We couldn’t find much to love in John Smith’s Extra Smooth, and we really did try. Given the uncontroversial recipe, we have to assume the cause of the problem is that widget — that little ping-pong ball which injects nitrogren into the beer on opening to create the weird, everlasting ‘creamy’ head.
Does it add flavour? We don’t think it should, but it probably does change our perception of the flavours, emphasising some and dampening others — an extreme version of the effect we notice when drinking a given beer both with and without sparkler.
But what to do with the remaining cans? Well, the everlasting creamy head has its uses. See that picture above? That’s a pint glass of water topped off with 60ml of JSES. It will put a head on anything, with only a small hit to the flavour.
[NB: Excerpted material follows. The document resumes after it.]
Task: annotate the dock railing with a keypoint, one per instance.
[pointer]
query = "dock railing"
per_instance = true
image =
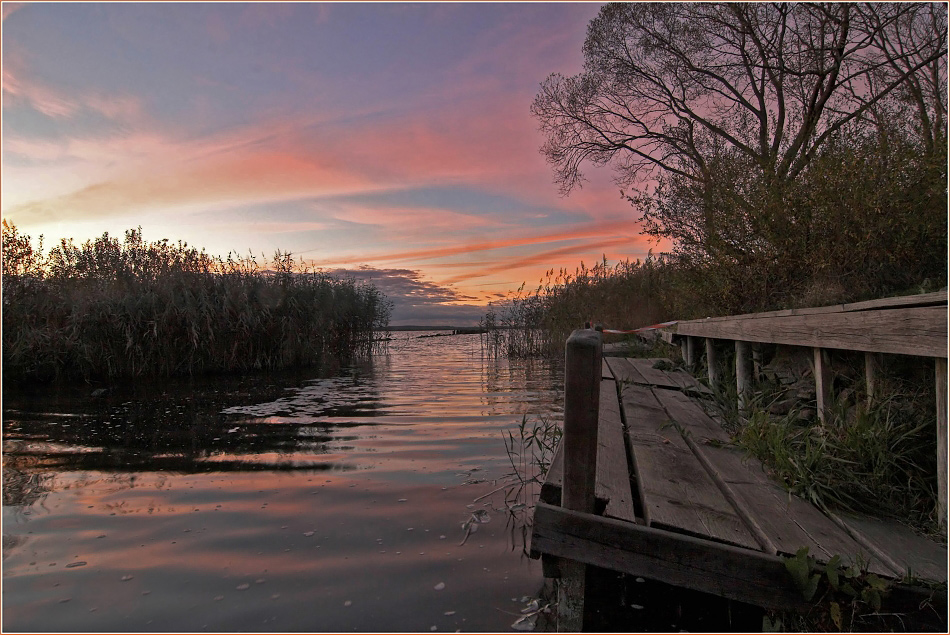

When we opened a bottle of homebrewed stout and found it completely flat (it needed a few more weeks) we added the tiniest amount of JSES and, as if by magic, found ourselves with a far more appealing glass of beer.
A terrible, snobbish though has also occured to us: we frequently have visitors who don’t care much about beer — perhaps we can fob it off on them?
That’s the end of our John Smith’s experiment, but it has given us another idea: at some point soon, instead of slagging off JSES, we’ll taste all the readily available canned bitters blind and try to identify the best.